Es geht hier nicht in erster Linie darum, die Hetze gegen Russland neu anzufachen. Es geht darum, dass es nicht ausreicht, wenn Russland sagt: "Wir waren das nicht!". Für eine gefühlte Weltmacht reicht das nicht. Wenn jemand außer ihr selbst eine solche Waffe auf fremdem Territorium einsetzt, die einwandfrei bewiesenermaßen aus Beständen der UdSSR stammt, dann muss es Russlands verdammte Pflicht sein, bei der Aufklärung zu unterstützen. Sich zurückzulehnen und einfach so zu behaupten "Wir waren das nicht!", hat Russland viel zu oft gemacht.
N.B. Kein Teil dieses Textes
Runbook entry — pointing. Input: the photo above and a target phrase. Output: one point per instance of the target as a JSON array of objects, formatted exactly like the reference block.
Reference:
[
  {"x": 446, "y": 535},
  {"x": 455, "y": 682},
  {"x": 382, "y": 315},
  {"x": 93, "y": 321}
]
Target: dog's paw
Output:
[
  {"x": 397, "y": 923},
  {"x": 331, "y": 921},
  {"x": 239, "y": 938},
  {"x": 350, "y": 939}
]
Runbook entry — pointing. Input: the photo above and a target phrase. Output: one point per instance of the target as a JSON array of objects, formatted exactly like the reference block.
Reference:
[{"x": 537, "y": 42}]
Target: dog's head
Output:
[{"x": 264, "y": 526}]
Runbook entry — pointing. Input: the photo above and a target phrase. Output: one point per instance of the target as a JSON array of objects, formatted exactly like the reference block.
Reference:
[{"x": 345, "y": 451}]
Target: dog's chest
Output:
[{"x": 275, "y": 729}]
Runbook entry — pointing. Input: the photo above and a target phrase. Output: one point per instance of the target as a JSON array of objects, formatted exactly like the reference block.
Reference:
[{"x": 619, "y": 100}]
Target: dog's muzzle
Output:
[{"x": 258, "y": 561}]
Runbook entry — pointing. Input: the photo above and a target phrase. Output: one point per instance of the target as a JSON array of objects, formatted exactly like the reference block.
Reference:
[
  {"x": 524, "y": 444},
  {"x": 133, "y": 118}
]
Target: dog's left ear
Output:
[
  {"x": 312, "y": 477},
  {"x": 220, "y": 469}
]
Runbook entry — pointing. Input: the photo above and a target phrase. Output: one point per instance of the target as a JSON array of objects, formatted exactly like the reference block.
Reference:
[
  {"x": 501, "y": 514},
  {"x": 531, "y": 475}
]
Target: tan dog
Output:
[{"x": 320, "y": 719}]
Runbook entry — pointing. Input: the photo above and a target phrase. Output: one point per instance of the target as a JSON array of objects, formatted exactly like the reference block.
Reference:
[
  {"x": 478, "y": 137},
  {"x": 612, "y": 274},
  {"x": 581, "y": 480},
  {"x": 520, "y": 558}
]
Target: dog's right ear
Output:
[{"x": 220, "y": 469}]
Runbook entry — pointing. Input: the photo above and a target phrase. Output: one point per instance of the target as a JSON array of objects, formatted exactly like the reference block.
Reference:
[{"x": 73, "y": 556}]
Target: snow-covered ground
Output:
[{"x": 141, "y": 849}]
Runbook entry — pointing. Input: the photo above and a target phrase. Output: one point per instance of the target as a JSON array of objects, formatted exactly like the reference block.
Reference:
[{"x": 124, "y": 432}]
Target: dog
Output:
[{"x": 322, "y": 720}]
Wieso ergreifen sie nicht die Chance, durch eine Unterstützung der Briten in diesem Fall Vertrauen wiederaufzubauen? Statt dessen wird auf beiden Seiten Vertrauen vernichtet und Ressentiments gesäht. Wohin das führt, liegt wohl klar auf der Hand. Und da soll man es dann nicht mit der Angst zu tun bekommen?
wahrsager26 13.03.2018
3. An Peace and Love. Nr2
Nun,F.. schaffen ohne W. ist eine naive Aussage.Der Westen sollte endlich aufwachen ! Patin testet möglicherweise ,wie weit er gehen kann.Warum sollte er nicht Staaten, auch uns, über 'diplomatische Kanäle' erpressen,Stück für Stück? Insofern kann ich Ihre Haltung überhaupt nicht verstehen ! Danke
search_for_truth 13.03.2018
4. Russlands Wunsch scheint plausibel
Der Wunsch Russlands nach einer Probe des Nervengifts erscheint mir zunächst einmal plausibel. Sicherlich ist es eines etlichen russischen VX-Derivate, die genaue Zusammensetzung erlaubt eine Rückverfolgung zum Labor. Mit welchem Argument wird Russland eine Probe des Nervengiftes verweigert? Der Anschlag braucht nicht zwangsläufig regierungsgesteuet zu sein.
Fred Widmer 13.03.2018
5.
Zitat von flux71Es geht hier nicht in erster Linie darum, die Hetze gegen Russland neu anzufachen. Es geht darum, dass es nicht ausreicht, wenn Russland sagt: "Wir waren das nicht!". Für eine gefühlte Weltmacht reicht das nicht. Wenn jemand außer ihr selbst eine solche Waffe auf fremdem Territorium einsetzt, die einwandfrei bewiesenermaßen aus Beständen der UdSSR stammt, dann muss es Russlands verdammte Pflicht sein, bei der Aufklärung zu unterstützen. Sich zurückzulehnen und einfach so zu behaupten "Wir waren das nicht!", hat Russland viel zu oft gemacht. Wieso ergreifen sie nicht die Chance, durch eine Unterstützung der Briten in diesem Fall Vertrauen wiederaufzubauen? Statt dessen wird auf beiden Seiten Vertrauen vernichtet und Ressentiments gesäht. Wohin das führt, liegt wohl klar auf der Hand. Und da soll man es dann nicht mit der Angst zu tun bekommen?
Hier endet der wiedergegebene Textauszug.